Zambian football bosses are considering this gay protection clause

Illustrated rainbow pride flag on a white background.

The Football Association of Zambia (FAZ) is considering a new constitution that would protect players from anti-gay discrimination.

The rulebook is being reviewed following pressure to fall in line with football’s world governing body, FIFA.

The draft constitution circulated by Faz reads: “Discrimination of any kind against a country, private person or group of people on account of race, skin colour, ethnic, national or social origin, gender, language, religion, political opinion or any other opinion, wealth, birth or any other status, sexual orientation or any other reason is strictly prohibited and punishable by suspension or expulsion.”
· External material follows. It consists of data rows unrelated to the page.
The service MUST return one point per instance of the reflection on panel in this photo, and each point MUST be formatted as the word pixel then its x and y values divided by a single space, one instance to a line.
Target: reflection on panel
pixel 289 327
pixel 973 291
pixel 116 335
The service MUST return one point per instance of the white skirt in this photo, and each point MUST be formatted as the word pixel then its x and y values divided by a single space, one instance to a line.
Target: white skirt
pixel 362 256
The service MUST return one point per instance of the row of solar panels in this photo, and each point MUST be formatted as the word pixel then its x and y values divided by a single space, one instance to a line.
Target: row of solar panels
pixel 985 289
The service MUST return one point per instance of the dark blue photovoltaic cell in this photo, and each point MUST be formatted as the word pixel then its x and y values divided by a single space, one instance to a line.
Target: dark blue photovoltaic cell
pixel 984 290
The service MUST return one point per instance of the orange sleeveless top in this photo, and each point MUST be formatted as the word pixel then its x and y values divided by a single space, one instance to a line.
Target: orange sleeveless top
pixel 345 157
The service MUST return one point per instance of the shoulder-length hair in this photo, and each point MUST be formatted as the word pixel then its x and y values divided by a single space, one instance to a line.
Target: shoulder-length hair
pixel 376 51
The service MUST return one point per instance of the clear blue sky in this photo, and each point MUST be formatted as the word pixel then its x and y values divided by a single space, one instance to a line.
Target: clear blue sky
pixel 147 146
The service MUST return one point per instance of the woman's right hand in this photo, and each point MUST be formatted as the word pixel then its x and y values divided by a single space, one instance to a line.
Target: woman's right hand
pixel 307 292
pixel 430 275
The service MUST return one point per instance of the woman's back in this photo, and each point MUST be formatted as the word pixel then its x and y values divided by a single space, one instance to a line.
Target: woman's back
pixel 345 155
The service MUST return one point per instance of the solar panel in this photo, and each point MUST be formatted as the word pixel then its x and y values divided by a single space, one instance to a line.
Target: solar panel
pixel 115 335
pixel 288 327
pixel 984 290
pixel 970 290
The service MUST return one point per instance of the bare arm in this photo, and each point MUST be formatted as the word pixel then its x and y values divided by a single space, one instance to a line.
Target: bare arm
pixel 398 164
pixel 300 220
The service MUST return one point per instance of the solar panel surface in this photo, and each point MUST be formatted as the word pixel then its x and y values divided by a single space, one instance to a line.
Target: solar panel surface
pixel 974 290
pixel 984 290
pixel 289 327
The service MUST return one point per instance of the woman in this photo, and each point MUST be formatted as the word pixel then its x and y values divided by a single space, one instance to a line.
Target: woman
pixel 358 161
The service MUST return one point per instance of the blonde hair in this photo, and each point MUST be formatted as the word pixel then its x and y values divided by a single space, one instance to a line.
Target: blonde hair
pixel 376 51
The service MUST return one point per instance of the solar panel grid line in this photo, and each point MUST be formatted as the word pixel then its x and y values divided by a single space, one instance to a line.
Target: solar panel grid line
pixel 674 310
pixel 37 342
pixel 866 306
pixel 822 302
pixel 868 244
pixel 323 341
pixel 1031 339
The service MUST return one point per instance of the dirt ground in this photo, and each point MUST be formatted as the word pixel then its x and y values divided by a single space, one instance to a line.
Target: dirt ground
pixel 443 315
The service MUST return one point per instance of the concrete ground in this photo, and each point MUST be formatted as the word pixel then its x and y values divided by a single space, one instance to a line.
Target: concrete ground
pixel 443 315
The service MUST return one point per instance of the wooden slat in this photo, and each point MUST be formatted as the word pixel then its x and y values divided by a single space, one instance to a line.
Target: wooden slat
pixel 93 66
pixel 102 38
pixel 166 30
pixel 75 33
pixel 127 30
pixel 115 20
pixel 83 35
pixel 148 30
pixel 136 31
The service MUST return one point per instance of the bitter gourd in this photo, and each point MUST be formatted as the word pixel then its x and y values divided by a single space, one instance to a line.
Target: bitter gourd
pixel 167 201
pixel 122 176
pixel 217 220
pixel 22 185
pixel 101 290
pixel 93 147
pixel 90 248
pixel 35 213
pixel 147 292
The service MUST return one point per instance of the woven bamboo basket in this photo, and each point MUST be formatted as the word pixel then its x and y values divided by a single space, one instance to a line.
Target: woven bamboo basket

Same-sex sexual activity is strictly prohibited in Zambia, carrying prison sentences of up to 14 years.

FIFA rules mean players can be suspended or expelled from football for discrimination based on sexual orientation.

The move by Zambian football bosses comes after FIFA punished seven national teams for homophobic chants used at international tournaments.

Landilani Banda, a lecturer at the University of Zambia, told the BBC the new FAZ constitution doesn’t undermine the country’s own rules around homosexuality.

“The position is that the law in Zambia does not criminalise homosexuality. What the law criminalises is sodomy which is termed as ‘offences against the order of nature.’

“Sodomy is when a person has sexual intercourse with a person of the same sex.

“In light of the above, it’s perfectly alright for Faz to include a clause which prohibits discrimination on the basis of sexual orientation and gender identity,” said Banda.

“The Fifa position is in line with international human rights standards which prohibit discrimination on the basis on sexual orientation. Zambia should also be bound by these same standards.”

The Zambian government has refused to decriminalise homosexuality as recently as 2014, calling it an “affront to Christianity and the constitution.”